Die Fraktion Bündnis 90/Die Grünen bittet darum, folgenden Antrag auf die Tagesordnung der nächsten Sitzung des Haupt- und Finanzausschusses zu setzen und zur Abstimmung zu bringen:
Antrag: Einrichtung eines offiziellen WhatsApp-Kanals der Stadt Kamp-Lintfort zur Bürger:Innen-Information
Beschlussentwurf:
1. Die Verwaltung wird beauftragt, einen offiziellen WhatsApp-Kanal der Stadt Kamp-Lintfort einzurichten und zu betreiben.
2. Über diesen Kanal sollen Bürgerinnen und Bürger aktiv, zeitnah und niederschwellig über wichtige Ereignisse, Baustellen, Veranstaltungen, stattfindende Ausschuss- und Ratssitzungen sowie Ratsbeschlüsse und Akutsituationen (z. B. Unwetterwarnungen) informiert werden.
Die dafür notwendigen personellen und sachlichen Ressourcen werden im Haushalt bereitgestellt.
Begründung:
Eine moderne Kommunalverwaltung muss dort präsent sein, wo die Bürger:innen ihren Alltag organisieren. WhatsApp ist mit Abstand der meistgenutzte Messenger-Dienst in Deutschland und erreicht alle Altersgruppen – von Jugendlichen bis zu Senior:innen.
Die Einführung eines WhatsApp-Kanals bietet entscheidende Vorteile gegenüber klassischen Medien und bestehenden Social-Media-Plattformen:
• Höchste Reichweite & Niederschwelligkeit: Bürger:innen müssen keine separate App herunterladen oder Webseiten aktiv besuchen. Die Informationen landen direkt auf dem Smartphone.

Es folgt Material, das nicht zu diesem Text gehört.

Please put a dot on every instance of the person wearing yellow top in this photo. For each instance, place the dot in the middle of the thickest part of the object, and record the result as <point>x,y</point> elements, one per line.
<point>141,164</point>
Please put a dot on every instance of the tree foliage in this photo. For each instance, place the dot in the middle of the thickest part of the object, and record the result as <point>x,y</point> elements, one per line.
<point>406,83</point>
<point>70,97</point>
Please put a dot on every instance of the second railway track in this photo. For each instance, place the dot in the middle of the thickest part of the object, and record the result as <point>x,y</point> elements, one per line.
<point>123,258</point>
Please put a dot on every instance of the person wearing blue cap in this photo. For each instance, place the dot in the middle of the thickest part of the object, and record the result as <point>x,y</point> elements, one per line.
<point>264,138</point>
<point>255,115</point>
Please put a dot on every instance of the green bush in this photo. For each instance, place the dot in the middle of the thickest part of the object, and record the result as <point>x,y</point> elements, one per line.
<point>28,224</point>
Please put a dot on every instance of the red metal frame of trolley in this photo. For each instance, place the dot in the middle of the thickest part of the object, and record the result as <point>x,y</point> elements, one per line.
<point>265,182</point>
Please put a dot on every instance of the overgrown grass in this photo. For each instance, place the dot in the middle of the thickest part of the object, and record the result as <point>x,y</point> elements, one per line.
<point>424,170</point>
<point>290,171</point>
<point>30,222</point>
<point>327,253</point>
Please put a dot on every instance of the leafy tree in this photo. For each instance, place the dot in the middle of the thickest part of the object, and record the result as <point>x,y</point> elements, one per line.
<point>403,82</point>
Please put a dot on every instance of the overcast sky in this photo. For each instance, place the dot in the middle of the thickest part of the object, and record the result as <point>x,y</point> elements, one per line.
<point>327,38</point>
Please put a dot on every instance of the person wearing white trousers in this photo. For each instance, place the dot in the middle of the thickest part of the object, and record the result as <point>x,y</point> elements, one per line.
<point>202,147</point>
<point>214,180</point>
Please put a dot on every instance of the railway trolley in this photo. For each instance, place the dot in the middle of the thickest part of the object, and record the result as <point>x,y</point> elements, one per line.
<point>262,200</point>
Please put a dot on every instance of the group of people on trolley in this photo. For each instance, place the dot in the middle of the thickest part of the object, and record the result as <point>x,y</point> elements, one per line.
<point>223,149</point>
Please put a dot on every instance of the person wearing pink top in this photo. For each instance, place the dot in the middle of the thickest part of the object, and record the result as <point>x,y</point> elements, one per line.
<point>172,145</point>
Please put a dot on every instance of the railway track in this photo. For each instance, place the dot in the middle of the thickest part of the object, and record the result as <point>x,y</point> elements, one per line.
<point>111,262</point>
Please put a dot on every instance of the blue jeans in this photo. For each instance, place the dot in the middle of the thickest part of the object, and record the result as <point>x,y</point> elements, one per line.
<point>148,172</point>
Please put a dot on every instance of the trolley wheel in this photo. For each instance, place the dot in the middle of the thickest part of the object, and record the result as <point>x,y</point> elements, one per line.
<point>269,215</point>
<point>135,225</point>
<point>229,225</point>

• Datenschutzkonformität: WhatsApp-Kanäle sind anonym. Abonnent:innen können weder die Telefonnummern noch die Namen anderer Abonnent:innen sehen. Auch die Verwaltung sieht die Daten der Abonnenten:innen nicht. Es handelt sich um eine reine Einweg-Kommunikation (Push-Nachrichten), bei der keine Chat-Moderation oder datenschutzkritische Interaktion nötig ist. Es kann lediglich über Emojis eine Rückantwort gegeben werden. Zahlreiche Bundesministerien, Landesregierungen und auch Nachbarkommunen betreiben bereits erfolgreich und rechtssicher eigene WhatsApp-Kanäle.
• Krisenkommunikation in Echtzeit: Bei Extremwetter, Schulausfällen, Bombenfunden oder großen Verkehrsbehinderungen können wichtige Warnungen in Sekundenschnelle und mit hoher Sichtbarkeit verbreitet werden. Dies hat zum Beispiel beim letzten Bombenfund am Bethanien-Krankenhaus in Moers gut funktioniert. Die Verwaltung der Stadt Moers hat, neben der Aktivität auf z.B. Instagram oder Facebook, auch über ihren WhatsApp-Kanal kommuniziert und über 5000 Abonnent:innen erreicht.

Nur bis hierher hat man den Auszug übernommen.